“It’s a naïve domestic Burgundy without any breeding, but I think you’ll be amused by its presumption.” 

The devastating caption to James Thurber’s satirical 1937 cartoon of a host presenting a wine to his dinner guests has never been bettered as a lampoon of winespeak.

It is a reminder that people have been critiquing, or at least scoffing at, tasting notes for as long as wine worth writing about has existed.

But if we agree that we should talk about wine at all, then how should we go about it?

Articles are written defending or attacking different approaches as though there is an attainable perfection in the discipline, a gap that we haven’t quite filled yet.

The Wine & Spirit Education Trust (WSET) has established itself as the dominant technical system for evaluating wine quality. Yet the WSET approach lacks versatility and passion when communicating outside of the context of professional blind tasting. Describing a wine with medium-minus tannins, medium-plus acidity and notes of fresh red fruit might well be an accurate technical assessment, but it will do little to enthuse a prospective drinker, or upsell a customer from another similar wine.

The major contrast to the WSET’s formulaic and technical approach is the creative one, relying on metaphor, simile and allusion to evoke in the reader the experience of drinking the wine. This is a broad church and open to accusations of fancifulness. What might seem moving and poetic to one reader can easily seem mawkish and contrived to another. The more personal and specific these comparisons are, the less likely they will succeed with a wide readership, just as with any form of ambitious creative writing, which may or may not succeed.

Another view, which might be closest to Thurber’s on the evidence of the cartoon, is that talking about wine is and always will be unbearably pretentious and ridiculous, and that no one should indulge in it, but just get on with drinking the stuff.

Based on my experience, that is probably the majority view of wine drinkers, who are not really in it for the poetry. Perhaps that’s why I’ve almost never had anyone outside the industry ask for a wine of finesse and perfume, muscled yet lean, or that smells like tarmac after summer rain. And while some wine lovers will admire a virtuoso tasting note, even they are likely to find this sort of fancy more amusing than informative.

So what to do? Let’s first acknowledge that a large amount of wine writing (and wine  communication more widely) is consumed by wine professionals, not ordinary wine drinkers. Most of the latter don’t subscribe to wine publications, follow wine critics on social media, or know what the WSET is. In order to communicate effectively with them we need to take a step back from our various industry jargons and speak the language of our customers.

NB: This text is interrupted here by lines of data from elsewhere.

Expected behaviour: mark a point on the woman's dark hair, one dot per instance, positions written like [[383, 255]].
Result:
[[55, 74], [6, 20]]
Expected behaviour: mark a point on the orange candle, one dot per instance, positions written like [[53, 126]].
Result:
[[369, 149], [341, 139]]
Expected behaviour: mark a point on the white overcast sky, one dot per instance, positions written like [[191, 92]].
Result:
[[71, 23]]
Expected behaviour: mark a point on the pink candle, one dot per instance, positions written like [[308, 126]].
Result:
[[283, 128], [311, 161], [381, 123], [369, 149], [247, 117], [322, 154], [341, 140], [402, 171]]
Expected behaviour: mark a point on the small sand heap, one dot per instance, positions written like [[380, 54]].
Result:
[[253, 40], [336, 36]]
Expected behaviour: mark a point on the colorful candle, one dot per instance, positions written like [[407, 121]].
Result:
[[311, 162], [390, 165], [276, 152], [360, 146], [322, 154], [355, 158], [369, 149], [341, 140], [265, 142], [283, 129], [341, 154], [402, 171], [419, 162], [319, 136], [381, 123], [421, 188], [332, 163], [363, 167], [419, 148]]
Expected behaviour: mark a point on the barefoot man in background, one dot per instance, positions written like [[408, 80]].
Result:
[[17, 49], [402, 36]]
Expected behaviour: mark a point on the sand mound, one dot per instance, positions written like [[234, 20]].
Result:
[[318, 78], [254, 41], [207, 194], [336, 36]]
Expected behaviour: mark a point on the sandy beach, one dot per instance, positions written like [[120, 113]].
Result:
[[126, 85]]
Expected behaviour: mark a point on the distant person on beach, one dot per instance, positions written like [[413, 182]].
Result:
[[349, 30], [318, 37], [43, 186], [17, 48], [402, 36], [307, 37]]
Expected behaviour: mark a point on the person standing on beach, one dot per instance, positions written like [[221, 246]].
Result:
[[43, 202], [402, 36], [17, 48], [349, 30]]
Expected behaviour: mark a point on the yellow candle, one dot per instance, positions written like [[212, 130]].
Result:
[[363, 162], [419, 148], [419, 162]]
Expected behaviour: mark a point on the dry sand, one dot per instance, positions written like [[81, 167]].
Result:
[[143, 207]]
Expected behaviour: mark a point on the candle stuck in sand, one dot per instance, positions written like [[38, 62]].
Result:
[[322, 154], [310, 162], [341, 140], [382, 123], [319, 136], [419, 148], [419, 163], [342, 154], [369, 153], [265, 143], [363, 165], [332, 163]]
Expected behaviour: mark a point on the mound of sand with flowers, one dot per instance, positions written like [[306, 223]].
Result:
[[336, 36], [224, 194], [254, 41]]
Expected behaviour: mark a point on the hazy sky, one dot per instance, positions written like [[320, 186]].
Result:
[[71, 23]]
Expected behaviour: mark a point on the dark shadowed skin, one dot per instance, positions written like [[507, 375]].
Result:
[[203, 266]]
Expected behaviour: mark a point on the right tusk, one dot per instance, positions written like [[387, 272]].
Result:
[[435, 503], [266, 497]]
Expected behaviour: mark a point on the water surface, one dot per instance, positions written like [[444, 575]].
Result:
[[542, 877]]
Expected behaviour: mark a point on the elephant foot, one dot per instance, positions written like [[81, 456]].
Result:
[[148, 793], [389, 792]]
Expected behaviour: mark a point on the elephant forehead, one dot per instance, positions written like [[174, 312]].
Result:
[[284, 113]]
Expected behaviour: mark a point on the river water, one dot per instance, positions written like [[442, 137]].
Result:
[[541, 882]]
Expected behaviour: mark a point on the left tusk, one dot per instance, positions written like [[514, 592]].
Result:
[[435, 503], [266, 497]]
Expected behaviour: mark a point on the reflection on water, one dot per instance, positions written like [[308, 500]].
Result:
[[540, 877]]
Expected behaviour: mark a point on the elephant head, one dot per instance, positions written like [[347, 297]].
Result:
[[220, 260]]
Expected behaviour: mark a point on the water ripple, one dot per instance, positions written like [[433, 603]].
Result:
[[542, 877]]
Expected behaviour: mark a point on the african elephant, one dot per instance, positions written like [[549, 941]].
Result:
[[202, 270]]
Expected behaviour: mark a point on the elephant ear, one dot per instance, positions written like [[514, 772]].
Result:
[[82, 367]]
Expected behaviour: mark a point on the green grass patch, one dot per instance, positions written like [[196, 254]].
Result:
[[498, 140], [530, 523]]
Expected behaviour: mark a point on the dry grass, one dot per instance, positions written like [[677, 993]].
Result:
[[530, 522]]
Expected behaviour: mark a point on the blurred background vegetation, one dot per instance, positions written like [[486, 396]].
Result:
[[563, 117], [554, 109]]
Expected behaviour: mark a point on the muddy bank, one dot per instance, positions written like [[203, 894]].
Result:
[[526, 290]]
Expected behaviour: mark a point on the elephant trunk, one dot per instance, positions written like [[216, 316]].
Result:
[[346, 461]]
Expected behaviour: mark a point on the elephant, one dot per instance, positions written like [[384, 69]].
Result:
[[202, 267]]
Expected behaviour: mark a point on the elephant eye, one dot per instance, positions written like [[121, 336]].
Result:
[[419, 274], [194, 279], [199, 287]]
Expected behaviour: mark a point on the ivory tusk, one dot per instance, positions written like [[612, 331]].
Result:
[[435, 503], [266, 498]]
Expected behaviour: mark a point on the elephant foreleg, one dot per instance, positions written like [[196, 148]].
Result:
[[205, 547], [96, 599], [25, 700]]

That means avoiding the WSET and poetry for the most part, while still being willing to call on these if the moment demands it. Sometimes you’ll need “glouglou”; other moments might require “pure and limpid like Alpine river water cascading over granite” (if only to raise a chuckle at a tasting) and, surprisingly often in retail, you’ll need “less than £10 and I’ve got it in the fridge”.

Debates about the nature of good wine writing and communication often lose sight of the reality that it is primarily commercial journalism, not poetry, and serves an often sceptical audience, not a heavenly muse.

If we forget that, we edge closer to Thurber’s narcissistic host and his bewildered audience, who remain relevant almost a century later.